Der Kampf der Rebellen um Sirte: Die letzte Schlacht

Wenn Sirte fällt, ist der Krieg vorbei, sagen die Rebellen. Zuletzt kämpften sie um jedes Haus. Wer den Krieg überlebt hat, blickt jetzt in eine friedliche Zukunft.

Stadt in Trümmern und irgendwo grast ein Pferd: Eine Straße in Sirte. Bild: reuters

SIRTE/TRIPOLIS taz | Erst wenn Sirte fällt, werde ganz Libyen für befreit erklärt, hatten die Rebellen angekündigt. Zwischen Hubschraubern, Lazarett und Casino stehen auf dem Rebellenstützpunkt 55 Zelte.

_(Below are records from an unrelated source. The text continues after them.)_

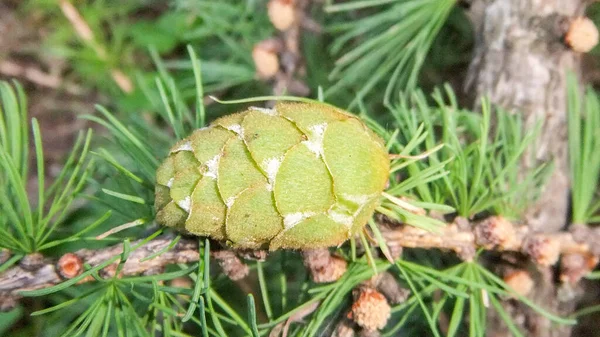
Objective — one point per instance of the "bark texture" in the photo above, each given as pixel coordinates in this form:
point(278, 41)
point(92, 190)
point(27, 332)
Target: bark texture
point(521, 64)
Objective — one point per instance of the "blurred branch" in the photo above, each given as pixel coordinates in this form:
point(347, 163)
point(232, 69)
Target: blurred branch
point(86, 34)
point(494, 233)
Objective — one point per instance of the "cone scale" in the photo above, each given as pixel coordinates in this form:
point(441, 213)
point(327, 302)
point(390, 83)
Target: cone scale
point(299, 176)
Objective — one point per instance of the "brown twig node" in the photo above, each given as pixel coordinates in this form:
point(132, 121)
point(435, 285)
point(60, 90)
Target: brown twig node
point(266, 58)
point(370, 309)
point(575, 266)
point(282, 13)
point(323, 266)
point(387, 284)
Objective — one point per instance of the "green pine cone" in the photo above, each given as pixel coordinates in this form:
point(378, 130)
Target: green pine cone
point(298, 176)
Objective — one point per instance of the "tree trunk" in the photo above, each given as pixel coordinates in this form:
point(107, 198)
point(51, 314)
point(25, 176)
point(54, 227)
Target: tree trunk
point(521, 64)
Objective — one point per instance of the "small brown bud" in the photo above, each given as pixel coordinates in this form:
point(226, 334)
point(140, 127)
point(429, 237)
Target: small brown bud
point(266, 59)
point(575, 266)
point(8, 302)
point(387, 284)
point(282, 13)
point(323, 266)
point(544, 250)
point(4, 255)
point(495, 231)
point(582, 35)
point(370, 309)
point(520, 281)
point(181, 282)
point(69, 265)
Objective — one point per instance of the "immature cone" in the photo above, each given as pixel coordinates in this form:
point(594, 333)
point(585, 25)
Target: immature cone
point(582, 35)
point(300, 176)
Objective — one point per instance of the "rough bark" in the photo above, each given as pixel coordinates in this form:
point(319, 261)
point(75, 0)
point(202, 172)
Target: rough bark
point(521, 64)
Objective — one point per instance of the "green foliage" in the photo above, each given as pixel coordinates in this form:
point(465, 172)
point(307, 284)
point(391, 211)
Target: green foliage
point(285, 177)
point(389, 44)
point(481, 164)
point(122, 36)
point(27, 227)
point(584, 146)
point(445, 159)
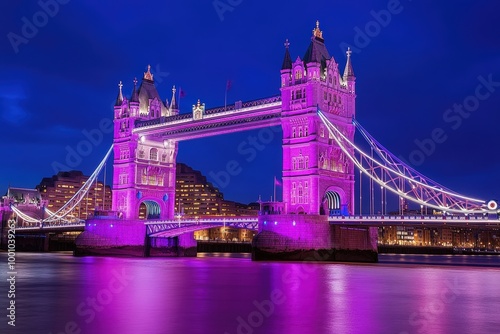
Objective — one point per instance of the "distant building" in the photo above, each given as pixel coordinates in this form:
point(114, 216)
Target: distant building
point(58, 189)
point(29, 201)
point(195, 196)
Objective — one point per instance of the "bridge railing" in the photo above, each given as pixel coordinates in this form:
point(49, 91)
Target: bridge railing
point(384, 217)
point(218, 111)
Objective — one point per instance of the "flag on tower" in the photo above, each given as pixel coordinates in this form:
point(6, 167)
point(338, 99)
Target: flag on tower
point(277, 182)
point(182, 93)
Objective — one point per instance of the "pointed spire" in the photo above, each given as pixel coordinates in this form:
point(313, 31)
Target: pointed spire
point(348, 71)
point(317, 33)
point(119, 98)
point(135, 95)
point(173, 102)
point(287, 61)
point(148, 75)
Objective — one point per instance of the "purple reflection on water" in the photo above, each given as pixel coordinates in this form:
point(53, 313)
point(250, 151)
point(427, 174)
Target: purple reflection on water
point(234, 295)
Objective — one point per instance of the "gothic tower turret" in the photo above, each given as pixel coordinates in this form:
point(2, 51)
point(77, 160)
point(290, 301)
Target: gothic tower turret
point(317, 177)
point(143, 168)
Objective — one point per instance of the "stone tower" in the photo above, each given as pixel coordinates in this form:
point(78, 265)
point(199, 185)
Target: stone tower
point(143, 169)
point(317, 176)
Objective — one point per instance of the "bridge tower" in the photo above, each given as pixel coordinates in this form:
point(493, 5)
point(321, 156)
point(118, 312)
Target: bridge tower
point(143, 169)
point(317, 177)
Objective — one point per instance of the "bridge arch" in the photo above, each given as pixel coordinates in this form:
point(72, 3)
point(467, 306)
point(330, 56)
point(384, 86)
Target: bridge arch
point(334, 202)
point(149, 209)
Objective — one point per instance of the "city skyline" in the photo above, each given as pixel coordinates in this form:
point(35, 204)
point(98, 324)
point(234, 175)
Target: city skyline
point(458, 56)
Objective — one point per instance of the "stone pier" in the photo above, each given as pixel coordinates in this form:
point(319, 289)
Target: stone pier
point(128, 238)
point(311, 238)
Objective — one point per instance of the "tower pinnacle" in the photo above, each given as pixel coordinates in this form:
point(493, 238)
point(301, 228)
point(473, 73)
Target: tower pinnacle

Die Flüchtlinge aus Sirte erzählen von einer entbehrungsreichen Zeit ohne Wasser, Strom und Handynetz. „Als die Rebellen uns befreiten, flogen Kugeln über unsere Köpfe“, sagt einer der Flüchtlinge, der bei der Flucht von seiner Mutter und Schwester getrennt wurde. „Ich mache mir große Sorgen um sie, ich weiß nicht, ob sie noch leben.“

Die Feuerlinie verlief entlang der Rohbauten einer Neubausiedlung. Aus drei der Hochhäuser schossen Rebellen auf Gaddafis Truppen, von den Wänden hallten die Schüsse wider. Schwarzer Rauch stieg auf, Brände loderten. Die Rebellen sind Zivilisten aus allen Landesteilen, Freiwillige ohne Sold, Studenten, Ingenieure, Arbeitslose, Jugendliche, Väter.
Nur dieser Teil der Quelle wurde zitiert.